4th Sunday Of Advent
23rd December 2012
Luke: 1: 39-45
It doesn’t look like anything of significance is happening in today’s Gospel reading. A young pregnant woman, in danger of becoming an unwed mother, rushes off to help an older woman relative who has surprised everyone by becoming pregnant. It’s a very domestic and common scene. How many pregnant women in the course of history, through to today, have come together for mutual support, encouragement, wisdom and knowing-companionship? This is the view we would have if we didn’t hear the Visitation account with the ears of faith. It was a profound experience for both women, each carrying a very special baby, and through the narrative we see the coming together of Elizabeth and Mary as the coming together of the two Testaments. The promises of the prophets are finally coming to fruition.
The voice of Micah comes to us from a far distant past; eight centuries before Christ.
The fortified city of Jerusalem is under siege by the Assyrians, and in these dire straits,
Micah speaks his message of peace; speaking on God’s behalf, making a promise of peace which hardly seems possible to Micah’s hearers.
Today, as in Micah’s time, the world is a mess with conflicts across the globe. Do we believe what the prophet promises: that there will be a day when “to the ends of the earth” there will be a peaceable kingdom? All the prophets have voiced our dream of peace; a dream that only God alone can bring to fruition.
Luke’s narrative of the meeting between the two pregnant women comes at an appropriate time this weekend as we anticipate Jesus’ birth in two days. Though we are so close to Christmas, this is still a story in Advent. Mary was blessed because she believed what was told her and trusted God’s promises for herself and God’s people. Advent encourages Mary’s virtues in us: to trust, believe, wait in patience and hope in God’s Fidelity towards us. Mary’s first response to the angel’s message was to humbly receive it and give her consent. But her patience and trust do not cause her to sit back to see what God would do next. She responded to what she heard and set out to visit Elizabeth; she acted on the word she heard from the angel Gabriel. So in patient trust we must also wait, with Mary, for God’s Word to be fulfilled in us. Elizabeth speaks not only to Mary but to us today, “Blessed are you who believe that there will be a fulfilment of what was spoken to you from the Lord.”
God will be present with us in numerous ways as we try to be ambassadors for peace — starting in our own families and those in our immediate circle. These may not be earth-shifting peace accords, but God will take notice of our efforts and be with us nevertheless, because God works among us in little ways.

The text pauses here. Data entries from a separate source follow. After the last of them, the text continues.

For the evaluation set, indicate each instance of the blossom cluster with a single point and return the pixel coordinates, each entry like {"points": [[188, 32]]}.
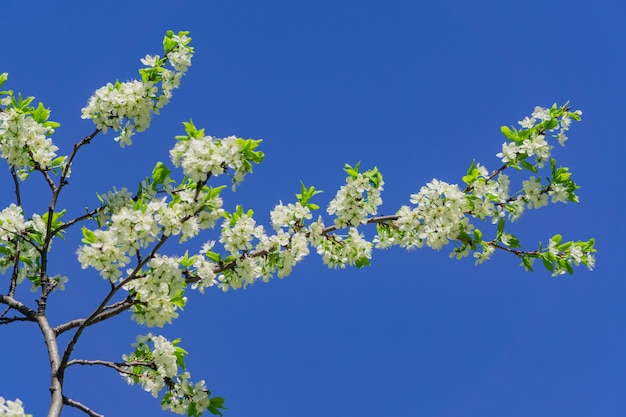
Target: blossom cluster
{"points": [[24, 141], [358, 198], [204, 156], [531, 141], [14, 227], [437, 218], [133, 225], [156, 364], [127, 107], [10, 408], [159, 293]]}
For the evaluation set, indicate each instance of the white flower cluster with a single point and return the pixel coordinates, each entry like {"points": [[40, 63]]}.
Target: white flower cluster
{"points": [[534, 195], [487, 196], [127, 107], [183, 395], [290, 216], [23, 141], [355, 201], [201, 157], [130, 228], [203, 270], [338, 252], [572, 254], [159, 293], [162, 356], [161, 371], [438, 218], [240, 236], [536, 144], [12, 226], [10, 408]]}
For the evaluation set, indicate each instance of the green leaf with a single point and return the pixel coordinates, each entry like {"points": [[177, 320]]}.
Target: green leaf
{"points": [[360, 263], [89, 237], [500, 227], [527, 263], [528, 166], [160, 173], [215, 257], [508, 133], [547, 264], [41, 114]]}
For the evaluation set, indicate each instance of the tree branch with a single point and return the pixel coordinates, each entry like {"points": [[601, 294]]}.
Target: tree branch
{"points": [[106, 313], [81, 407], [30, 314]]}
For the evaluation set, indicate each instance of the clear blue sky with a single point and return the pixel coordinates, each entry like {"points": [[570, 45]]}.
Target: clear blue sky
{"points": [[418, 89]]}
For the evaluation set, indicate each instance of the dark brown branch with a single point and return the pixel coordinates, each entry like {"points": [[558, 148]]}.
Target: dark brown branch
{"points": [[106, 313], [29, 313], [81, 407]]}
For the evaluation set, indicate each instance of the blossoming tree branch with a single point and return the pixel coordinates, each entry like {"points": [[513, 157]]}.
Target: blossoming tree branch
{"points": [[124, 235]]}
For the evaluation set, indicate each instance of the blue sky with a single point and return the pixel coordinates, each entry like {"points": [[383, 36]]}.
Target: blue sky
{"points": [[418, 89]]}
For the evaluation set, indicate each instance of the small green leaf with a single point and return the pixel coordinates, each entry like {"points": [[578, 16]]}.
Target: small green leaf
{"points": [[528, 166], [89, 237], [160, 173], [508, 133], [500, 227]]}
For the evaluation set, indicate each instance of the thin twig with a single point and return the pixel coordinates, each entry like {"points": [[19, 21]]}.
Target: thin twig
{"points": [[81, 407]]}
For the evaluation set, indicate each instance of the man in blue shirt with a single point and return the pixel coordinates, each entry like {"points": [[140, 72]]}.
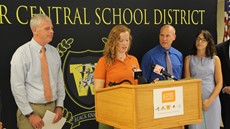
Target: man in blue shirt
{"points": [[157, 55], [27, 83]]}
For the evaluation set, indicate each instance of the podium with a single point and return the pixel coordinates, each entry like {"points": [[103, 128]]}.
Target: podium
{"points": [[132, 106]]}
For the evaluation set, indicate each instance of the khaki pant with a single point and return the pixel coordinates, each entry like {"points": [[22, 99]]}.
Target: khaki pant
{"points": [[40, 109]]}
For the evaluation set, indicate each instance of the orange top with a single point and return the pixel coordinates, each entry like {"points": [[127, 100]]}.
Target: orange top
{"points": [[118, 71]]}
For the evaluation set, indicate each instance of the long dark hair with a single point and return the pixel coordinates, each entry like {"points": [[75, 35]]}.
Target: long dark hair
{"points": [[210, 49]]}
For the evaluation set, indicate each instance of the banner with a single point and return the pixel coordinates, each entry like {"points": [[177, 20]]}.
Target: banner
{"points": [[80, 33]]}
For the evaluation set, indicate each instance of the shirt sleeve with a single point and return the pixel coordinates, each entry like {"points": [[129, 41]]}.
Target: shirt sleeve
{"points": [[100, 70]]}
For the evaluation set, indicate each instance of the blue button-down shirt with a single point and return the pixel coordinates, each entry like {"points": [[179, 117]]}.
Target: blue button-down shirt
{"points": [[26, 80], [157, 55]]}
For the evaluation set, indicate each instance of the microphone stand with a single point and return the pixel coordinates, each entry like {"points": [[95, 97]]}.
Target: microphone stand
{"points": [[164, 77]]}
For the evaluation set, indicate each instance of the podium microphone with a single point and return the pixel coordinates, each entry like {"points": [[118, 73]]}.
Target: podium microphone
{"points": [[118, 83], [139, 77], [161, 71]]}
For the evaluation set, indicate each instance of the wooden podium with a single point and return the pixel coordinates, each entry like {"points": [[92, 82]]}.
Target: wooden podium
{"points": [[132, 106]]}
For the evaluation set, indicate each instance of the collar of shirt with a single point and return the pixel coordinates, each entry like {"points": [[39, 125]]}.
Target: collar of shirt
{"points": [[36, 45]]}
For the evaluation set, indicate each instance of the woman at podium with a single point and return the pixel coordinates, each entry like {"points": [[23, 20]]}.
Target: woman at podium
{"points": [[203, 63], [116, 65]]}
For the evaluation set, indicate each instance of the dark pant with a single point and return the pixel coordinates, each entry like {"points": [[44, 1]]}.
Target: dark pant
{"points": [[39, 109], [104, 126], [225, 110]]}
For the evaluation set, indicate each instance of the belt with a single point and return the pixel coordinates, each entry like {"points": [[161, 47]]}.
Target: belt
{"points": [[42, 103]]}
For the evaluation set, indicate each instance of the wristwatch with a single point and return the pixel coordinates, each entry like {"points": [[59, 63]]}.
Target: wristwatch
{"points": [[28, 115]]}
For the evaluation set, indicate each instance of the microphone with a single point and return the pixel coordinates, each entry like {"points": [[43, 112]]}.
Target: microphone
{"points": [[161, 71], [139, 77], [118, 83]]}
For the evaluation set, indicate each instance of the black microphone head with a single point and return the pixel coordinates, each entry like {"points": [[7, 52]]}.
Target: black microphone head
{"points": [[111, 84], [142, 80]]}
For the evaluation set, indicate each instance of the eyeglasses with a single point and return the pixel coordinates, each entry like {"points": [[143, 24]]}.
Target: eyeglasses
{"points": [[198, 39]]}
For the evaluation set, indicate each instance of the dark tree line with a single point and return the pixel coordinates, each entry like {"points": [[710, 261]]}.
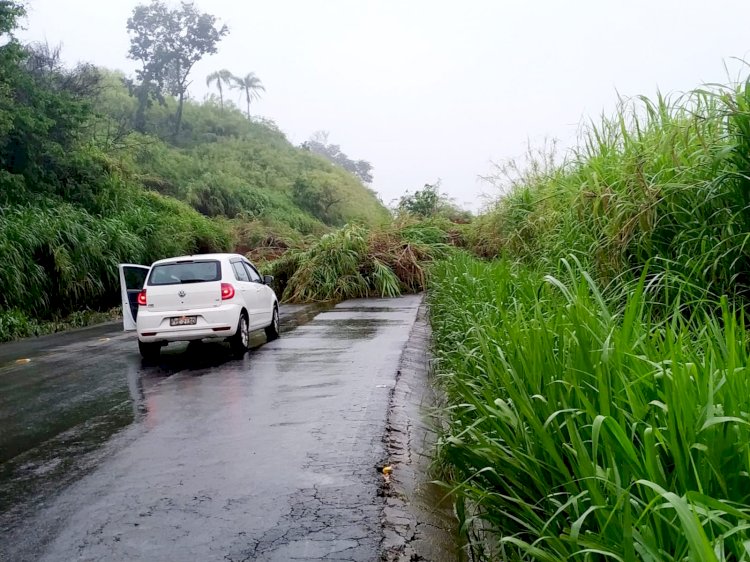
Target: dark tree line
{"points": [[168, 43], [319, 144]]}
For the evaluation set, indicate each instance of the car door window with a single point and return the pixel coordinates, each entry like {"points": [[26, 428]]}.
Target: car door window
{"points": [[239, 272], [252, 273]]}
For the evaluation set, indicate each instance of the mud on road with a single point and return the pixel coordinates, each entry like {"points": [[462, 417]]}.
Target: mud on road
{"points": [[201, 457]]}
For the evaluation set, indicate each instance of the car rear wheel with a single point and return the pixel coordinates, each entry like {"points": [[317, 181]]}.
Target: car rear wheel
{"points": [[149, 350], [272, 330], [240, 341]]}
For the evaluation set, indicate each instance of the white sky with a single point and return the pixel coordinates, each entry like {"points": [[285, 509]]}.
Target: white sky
{"points": [[435, 89]]}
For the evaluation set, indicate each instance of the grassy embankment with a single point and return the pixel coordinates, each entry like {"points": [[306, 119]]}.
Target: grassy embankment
{"points": [[597, 370], [81, 190]]}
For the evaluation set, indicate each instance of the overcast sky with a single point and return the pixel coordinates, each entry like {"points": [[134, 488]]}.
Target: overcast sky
{"points": [[434, 89]]}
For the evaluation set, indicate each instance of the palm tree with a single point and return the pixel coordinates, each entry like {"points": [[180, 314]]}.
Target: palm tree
{"points": [[221, 77], [251, 85]]}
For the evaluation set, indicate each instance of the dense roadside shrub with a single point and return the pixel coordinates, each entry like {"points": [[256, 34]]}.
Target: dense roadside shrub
{"points": [[664, 181], [355, 261], [578, 431]]}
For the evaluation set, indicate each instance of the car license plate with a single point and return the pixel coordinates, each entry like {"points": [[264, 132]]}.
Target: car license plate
{"points": [[183, 321]]}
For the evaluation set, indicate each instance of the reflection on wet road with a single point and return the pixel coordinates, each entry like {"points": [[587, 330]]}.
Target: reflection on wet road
{"points": [[267, 458]]}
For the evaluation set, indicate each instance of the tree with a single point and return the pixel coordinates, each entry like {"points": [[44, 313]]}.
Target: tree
{"points": [[168, 43], [316, 193], [221, 78], [250, 85], [429, 202], [319, 144]]}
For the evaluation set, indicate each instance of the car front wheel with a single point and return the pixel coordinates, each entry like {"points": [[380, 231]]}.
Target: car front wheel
{"points": [[272, 330], [240, 341]]}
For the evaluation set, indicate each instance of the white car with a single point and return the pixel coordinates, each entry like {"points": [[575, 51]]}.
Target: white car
{"points": [[207, 296]]}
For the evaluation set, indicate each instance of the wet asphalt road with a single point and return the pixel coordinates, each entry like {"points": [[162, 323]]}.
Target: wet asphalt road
{"points": [[201, 457]]}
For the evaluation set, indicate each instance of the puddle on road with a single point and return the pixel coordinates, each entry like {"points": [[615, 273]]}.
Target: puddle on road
{"points": [[33, 468]]}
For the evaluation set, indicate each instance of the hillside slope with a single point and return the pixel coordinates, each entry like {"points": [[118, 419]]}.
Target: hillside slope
{"points": [[81, 190]]}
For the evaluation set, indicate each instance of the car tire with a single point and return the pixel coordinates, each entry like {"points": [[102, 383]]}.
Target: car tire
{"points": [[240, 341], [272, 330], [150, 351]]}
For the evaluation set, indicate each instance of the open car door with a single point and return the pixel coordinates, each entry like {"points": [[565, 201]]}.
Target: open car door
{"points": [[132, 279]]}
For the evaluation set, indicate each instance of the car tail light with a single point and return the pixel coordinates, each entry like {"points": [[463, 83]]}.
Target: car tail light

We have two scriptural reminders today: Micah’s promise about insignificant Bethlehem as the place where the Davidic ruler of the future will come from and the private exchange between Elizabeth, the aged and Mary, the young.
There must have been tensions and fears for both women behind the scenes as presented to us by Luke. Elizabeth is called “barren;” which means she would have been subjected to ridicule, even blame, by her neighbours. Her husband, Zechariah, would have been disgraced; children, especially sons, were considered a blessing from God. So, it would appear that Elizabeth, not Zechariah, was being punished by God. It was said that if the male planted the seed; the field was to blame if no fruit resulted!
Mary would also be a humiliated person. Her story starts with a hint of scandal. The
4 day trip to be with Elizabeth would have added to the scandal; a young woman would never venture out alone without male protection. Hastily leaving on her own would have been interpreted as having shameful intentions.
The Visitation account invites us to hear and trust the Good News that we are welcomed by our God, who enters the world through the body of a woman considered an outsider; whose coming is announced by the son of a woman called barren and out of favour with God.
But what expectations did Mary and Elizabeth have about the children they were carrying? Both were devout Jewesses, who believed in the coming of a great Messiah. But as their lives unfolded, what happened to these dreams of greatness? We know Mary “pondered” things in her heart, but how did she deal with her expectations? Did sanctifying grace enable her to accept all that occurred as she journeyed with her son? Was she disappointed when he left her side? Did she ever feel like she had failed? We can think of Mary as “expectant, without expectations.” Open to whatever God willed. Full of grace and hope, but without the expectations that spoil our plans, limit our happiness, or make us feel as if we have failed. Like Mary, we are called to carry Christ. Can we be “expectant, without expectations,” willing to follow God’s call wherever it leads?
“We are all meant to be mothers of God. What good is it to us if this eternal birth of the divine Son takes place unceasingly, but does not take place within ourselves? And, what good is it to us if Mary is full of grace if we are not also full of grace?”